La question est d’actualité, mais elle n’est pas nouvelle pour autant. Il y a plus de 60 ans, avec les travaux de Paul Meehl, qu’on sait que des formules peuvent faire de meilleures prévisions que les experts humains. Cette observation a été confirmée par des centaines d’études, dans des domaines qui vont de la psychiatrie à la prévision de ventes, en passant par la prévision de la récidive criminelle et la sélection à l’université. Dès qu’il s’agit de combiner plusieurs informations pour faire une prévision dans un domaine incertain, les machines font mieux que nous. Avec l’IA, la prévision de la machine devient encore meilleure, mais on n’a pas eu besoin de l’attendre pour avoir des machines meilleures que nous. Des formules très simples sont capables de produire de meilleurs jugements que les experts.

Peut-être que cette information vous surprend (bien qu’elle soit très solidement établie). Ce n’est pas étonnant : les formules et les algorithmes ont beau être performants, nous ne leur faisons pas confiance. Dans pratiquement tous les domaines que Meehl et ses successeurs ont étudié, les experts ont pris connaissance de ses travaux, ont haussé les épaules, et ont continué comme si de rien n’était. Meehl et ses co-auteurs ont inventorié au moins 17 raisons qui expliquent ce désintérêt, à commencer, bien sûr, par la crainte des experts de devenir tout simplement inutiles. Mais la raison de fond vaut pour les experts comme pour nous, simples utilisateurs : en général, nous ne faisons tout simplement pas confiance aux algorithmes.

Cette « aversion aux algorithmes », comme l’appellent les chercheurs qui étudient ce sujet, mérite d’être analysée. Car si les algorithmes sont plus fiables que nous, c'est-à-dire s’ils se trompent moins souvent, nous nous privons d’une opportunité en ne suivant pas leur avis.
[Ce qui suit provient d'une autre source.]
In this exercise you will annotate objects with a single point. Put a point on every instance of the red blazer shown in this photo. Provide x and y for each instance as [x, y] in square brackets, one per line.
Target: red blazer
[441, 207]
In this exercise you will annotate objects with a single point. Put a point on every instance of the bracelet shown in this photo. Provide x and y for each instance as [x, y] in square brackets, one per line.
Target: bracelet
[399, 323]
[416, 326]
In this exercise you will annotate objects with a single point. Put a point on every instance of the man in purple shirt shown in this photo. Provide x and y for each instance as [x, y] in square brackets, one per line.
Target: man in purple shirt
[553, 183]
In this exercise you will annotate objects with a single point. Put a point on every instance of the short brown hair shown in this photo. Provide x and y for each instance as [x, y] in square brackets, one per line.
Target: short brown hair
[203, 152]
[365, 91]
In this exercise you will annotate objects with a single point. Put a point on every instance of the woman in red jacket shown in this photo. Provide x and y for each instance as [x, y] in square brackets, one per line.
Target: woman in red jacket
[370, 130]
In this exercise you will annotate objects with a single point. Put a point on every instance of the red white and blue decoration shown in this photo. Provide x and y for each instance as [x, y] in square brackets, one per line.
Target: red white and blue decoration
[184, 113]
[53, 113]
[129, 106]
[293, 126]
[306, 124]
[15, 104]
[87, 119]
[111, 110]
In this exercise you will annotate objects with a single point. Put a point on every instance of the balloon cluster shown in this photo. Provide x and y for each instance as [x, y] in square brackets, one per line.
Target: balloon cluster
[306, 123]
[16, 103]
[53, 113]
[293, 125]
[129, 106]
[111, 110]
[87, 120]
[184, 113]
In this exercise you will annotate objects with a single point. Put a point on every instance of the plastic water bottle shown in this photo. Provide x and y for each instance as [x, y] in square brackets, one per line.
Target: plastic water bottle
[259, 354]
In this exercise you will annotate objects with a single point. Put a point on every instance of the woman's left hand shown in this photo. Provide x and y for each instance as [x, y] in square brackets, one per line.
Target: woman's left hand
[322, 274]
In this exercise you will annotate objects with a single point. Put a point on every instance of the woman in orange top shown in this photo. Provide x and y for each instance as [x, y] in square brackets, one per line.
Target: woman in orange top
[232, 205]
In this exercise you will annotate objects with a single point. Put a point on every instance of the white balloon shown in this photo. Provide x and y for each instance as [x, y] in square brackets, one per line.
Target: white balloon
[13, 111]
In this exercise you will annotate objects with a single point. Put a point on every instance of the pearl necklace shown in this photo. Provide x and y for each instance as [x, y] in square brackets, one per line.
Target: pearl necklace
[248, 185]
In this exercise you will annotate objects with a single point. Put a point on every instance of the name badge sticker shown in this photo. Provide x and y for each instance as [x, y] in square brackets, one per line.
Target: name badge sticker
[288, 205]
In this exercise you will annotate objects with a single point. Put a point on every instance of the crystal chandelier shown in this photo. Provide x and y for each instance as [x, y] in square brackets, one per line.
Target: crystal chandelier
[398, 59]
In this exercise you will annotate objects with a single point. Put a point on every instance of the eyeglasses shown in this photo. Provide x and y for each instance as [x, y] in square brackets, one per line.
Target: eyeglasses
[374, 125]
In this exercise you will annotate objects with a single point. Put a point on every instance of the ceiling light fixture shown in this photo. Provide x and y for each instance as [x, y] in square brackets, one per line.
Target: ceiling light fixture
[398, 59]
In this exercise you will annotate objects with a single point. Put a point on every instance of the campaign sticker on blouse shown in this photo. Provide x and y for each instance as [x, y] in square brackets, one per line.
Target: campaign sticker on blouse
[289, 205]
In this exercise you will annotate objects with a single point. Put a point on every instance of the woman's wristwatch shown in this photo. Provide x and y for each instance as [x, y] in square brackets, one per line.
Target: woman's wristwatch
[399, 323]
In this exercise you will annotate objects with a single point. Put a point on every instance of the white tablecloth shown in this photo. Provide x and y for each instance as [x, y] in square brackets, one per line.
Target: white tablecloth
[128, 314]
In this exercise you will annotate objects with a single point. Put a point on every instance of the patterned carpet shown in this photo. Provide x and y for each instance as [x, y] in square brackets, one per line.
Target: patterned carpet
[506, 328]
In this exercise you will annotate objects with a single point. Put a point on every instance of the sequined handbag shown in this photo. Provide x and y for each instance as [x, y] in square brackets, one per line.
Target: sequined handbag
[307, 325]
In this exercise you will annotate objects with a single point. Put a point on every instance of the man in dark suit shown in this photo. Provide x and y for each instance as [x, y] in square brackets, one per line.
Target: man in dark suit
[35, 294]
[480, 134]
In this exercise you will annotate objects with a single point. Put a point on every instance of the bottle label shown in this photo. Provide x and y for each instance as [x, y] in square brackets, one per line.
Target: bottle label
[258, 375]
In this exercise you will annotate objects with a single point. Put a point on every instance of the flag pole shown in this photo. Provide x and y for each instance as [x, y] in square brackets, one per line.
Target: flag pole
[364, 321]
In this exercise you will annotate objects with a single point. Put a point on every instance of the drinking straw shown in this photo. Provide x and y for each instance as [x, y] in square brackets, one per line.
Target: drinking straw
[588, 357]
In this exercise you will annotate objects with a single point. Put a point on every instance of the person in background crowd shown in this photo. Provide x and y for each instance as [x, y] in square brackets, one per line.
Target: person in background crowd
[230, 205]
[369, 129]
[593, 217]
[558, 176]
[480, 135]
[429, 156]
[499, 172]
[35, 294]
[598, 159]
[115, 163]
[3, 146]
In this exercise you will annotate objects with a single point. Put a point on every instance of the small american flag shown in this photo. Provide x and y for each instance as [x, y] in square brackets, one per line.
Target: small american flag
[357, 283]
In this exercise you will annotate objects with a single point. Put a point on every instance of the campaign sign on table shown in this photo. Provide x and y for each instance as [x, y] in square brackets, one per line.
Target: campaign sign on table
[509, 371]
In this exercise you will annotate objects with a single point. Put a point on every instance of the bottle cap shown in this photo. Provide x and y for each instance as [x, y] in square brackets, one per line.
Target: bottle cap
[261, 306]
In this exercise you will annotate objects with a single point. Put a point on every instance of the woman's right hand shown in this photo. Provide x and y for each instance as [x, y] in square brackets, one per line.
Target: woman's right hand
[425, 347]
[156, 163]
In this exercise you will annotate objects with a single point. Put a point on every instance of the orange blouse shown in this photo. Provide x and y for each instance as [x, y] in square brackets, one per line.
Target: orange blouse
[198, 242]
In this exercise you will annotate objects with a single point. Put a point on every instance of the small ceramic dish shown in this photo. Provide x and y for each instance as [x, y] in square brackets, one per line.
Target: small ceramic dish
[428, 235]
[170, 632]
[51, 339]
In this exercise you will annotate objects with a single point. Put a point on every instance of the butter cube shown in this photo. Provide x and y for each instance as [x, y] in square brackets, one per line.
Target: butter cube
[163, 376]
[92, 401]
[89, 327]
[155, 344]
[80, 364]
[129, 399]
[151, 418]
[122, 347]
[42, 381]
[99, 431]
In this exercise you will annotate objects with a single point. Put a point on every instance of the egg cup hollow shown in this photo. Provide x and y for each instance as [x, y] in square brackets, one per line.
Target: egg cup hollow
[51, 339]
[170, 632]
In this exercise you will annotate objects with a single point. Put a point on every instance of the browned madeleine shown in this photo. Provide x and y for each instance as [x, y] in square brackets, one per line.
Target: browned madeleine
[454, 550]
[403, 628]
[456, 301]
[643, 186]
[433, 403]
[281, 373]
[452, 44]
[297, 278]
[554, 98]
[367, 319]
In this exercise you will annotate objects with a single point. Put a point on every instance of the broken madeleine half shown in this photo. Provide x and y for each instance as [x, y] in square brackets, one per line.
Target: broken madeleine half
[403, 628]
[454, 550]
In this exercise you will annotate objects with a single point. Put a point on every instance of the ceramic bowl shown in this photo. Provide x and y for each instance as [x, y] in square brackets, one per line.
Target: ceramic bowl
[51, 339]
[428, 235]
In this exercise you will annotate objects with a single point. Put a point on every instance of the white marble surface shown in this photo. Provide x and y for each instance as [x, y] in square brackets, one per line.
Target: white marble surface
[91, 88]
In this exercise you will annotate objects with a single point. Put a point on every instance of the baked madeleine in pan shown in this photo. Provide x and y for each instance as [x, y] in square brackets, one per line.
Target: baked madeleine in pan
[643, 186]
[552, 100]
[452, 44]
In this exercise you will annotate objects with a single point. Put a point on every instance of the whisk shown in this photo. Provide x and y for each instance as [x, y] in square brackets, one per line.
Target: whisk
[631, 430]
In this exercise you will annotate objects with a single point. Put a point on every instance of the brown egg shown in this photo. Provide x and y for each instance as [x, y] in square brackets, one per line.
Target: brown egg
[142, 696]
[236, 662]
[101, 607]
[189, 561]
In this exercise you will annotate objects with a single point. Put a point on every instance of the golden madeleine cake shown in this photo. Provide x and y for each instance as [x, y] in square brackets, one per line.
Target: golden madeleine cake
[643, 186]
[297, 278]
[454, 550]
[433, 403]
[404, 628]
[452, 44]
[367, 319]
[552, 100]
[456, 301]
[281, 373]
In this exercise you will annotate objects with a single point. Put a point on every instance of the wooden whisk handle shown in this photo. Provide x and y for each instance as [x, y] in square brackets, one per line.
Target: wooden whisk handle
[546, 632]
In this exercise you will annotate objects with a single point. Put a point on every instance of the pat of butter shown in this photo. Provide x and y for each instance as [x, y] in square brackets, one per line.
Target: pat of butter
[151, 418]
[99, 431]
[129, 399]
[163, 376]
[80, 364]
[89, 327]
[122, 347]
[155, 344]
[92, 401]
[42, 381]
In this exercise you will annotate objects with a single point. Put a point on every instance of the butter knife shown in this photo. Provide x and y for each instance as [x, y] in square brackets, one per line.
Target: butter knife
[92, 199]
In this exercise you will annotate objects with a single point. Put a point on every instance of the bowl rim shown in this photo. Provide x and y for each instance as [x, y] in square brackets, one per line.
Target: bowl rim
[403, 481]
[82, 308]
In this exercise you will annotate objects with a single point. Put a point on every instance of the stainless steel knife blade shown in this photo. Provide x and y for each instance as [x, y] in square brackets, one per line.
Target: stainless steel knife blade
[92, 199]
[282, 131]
Deux études de Berkeley Dietvorst et de ses collègues permettent de comprendre cette aversion aux algorithmes. Dans une première étude, les chercheurs ont cherché à comprendre si des sujets qui doivent faire une prévision (et dont la rémunération dépend de la qualité de cette prévision) choisissent de suivre l’avis d’une machine ou celui d’un expert humain. Ils ont donc d’abord permis à leurs sujets de se familiariser avec les prévisions de l’algorithme et celles de l’expert, en les observant sur un certain nombre de prévisions, dont ils pouvaient ensuite mesurer l’exactitude. Il en ressort l’observation suivante : les sujets de l’étude sont prêts, a priori, à faire confiance à l’algorithme, mais dès qu’ils voient que l’algorithme fait des erreurs, ils perdent confiance. Tandis que quand l’humain fait des erreurs – même si ces erreurs sont plus nombreuses – ils ne lui retirent pas leur confiance. Tout se passe comme si nous attendions de la machine une forme de perfection : nous savons que l’erreur est humaine, mais c’est une prérogative que nous ne sommes pas prêts à partager.

La deuxième étude de Dietvorst et de ses collègues confirme cette hypothèse en faisant, cette fois, varier le degré d’incertitude de l’environnement. Dans un environnement prévisible, les humains se trompent moins souvent que dans un environnement très incertain, et les algorithmes aussi. Dans un cas comme dans l’autre, les algorithmes font mieux que les humains. Mais les sujets de l’étude n’acceptent de prendre l’avis de l’algorithme que quand l’environnement est assez prévisible. Quand on est dans l’incertitude et que l’algorithme se trompe beaucoup, on préfère le choix humain – même s’il se trompe encore plus.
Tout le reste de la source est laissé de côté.